Bouffons sont connus pour être habiles moqueurs, et l’on rit d’eux aussi bien qu’ils se rient de nous. Celui-ci se rit beaucoup de nous.
Ce fol parade souvent ainsi, robe bleue levée jusqu’à l’abdomen, pour mieux exposer ses parties intimes. Son chapeau pointu orné de clochettes annonce son arrivée à quelque menue distance, bon à savoir si vous avez l’oreille fine et désirez l’éviter. Quant à son long bâton noueux, il s’en sert pour attirer l’attention des indifférents, et pour se défendre contre les brutes qui ne goûtent pas son humour et cherchent à l’étendre pour de bon.
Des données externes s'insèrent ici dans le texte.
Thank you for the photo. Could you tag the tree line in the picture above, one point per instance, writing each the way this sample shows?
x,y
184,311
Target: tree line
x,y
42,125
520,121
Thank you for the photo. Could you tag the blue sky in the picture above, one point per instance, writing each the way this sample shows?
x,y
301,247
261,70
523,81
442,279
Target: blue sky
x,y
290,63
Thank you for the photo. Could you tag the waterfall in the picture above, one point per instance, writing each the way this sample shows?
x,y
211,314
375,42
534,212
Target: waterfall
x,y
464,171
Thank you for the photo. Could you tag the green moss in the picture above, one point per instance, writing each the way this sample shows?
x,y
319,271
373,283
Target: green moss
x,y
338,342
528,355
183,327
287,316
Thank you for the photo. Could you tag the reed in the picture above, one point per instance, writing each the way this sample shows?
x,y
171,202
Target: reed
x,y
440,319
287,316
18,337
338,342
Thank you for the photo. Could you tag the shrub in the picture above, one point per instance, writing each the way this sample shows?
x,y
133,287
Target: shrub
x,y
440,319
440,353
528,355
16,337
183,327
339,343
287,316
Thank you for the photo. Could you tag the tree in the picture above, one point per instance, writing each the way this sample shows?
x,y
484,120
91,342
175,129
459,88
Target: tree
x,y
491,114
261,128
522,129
Fils de tisserand, il développa très tôt un goût sûr en matières d’étoffe et de teinture. Il apprit à confectionner des vêtements de belle facture, mais la famille fut déshonorée lorsqu’il fut révélé que les parents entretenaient une réseau criminel local. Tous les adultes de la maisonnée finirent en geôle, et notre futur fol erra dans les rues, mendiant parmi les mendiants, jongleur et équilibriste parmi les gueux et presque gueux.
Lorsqu’un jour un nobliau fat et bon public se trouva fort amusé par quelque pitrerie de notre orphelin, il céda à un caprice et embaucha l’artiste comme bouffon personnel. Et voilà notre fol enfin fol pour vrai, payé pour ses astuces et ses moqueries.
Pour un temps il s’amusa ainsi, à critiquer les ennemis de son maître, et parfois son maître lui-même. Jusqu’au jour où une boutade de trop le fit décoller à grand coup de pied de l’hostel du fat.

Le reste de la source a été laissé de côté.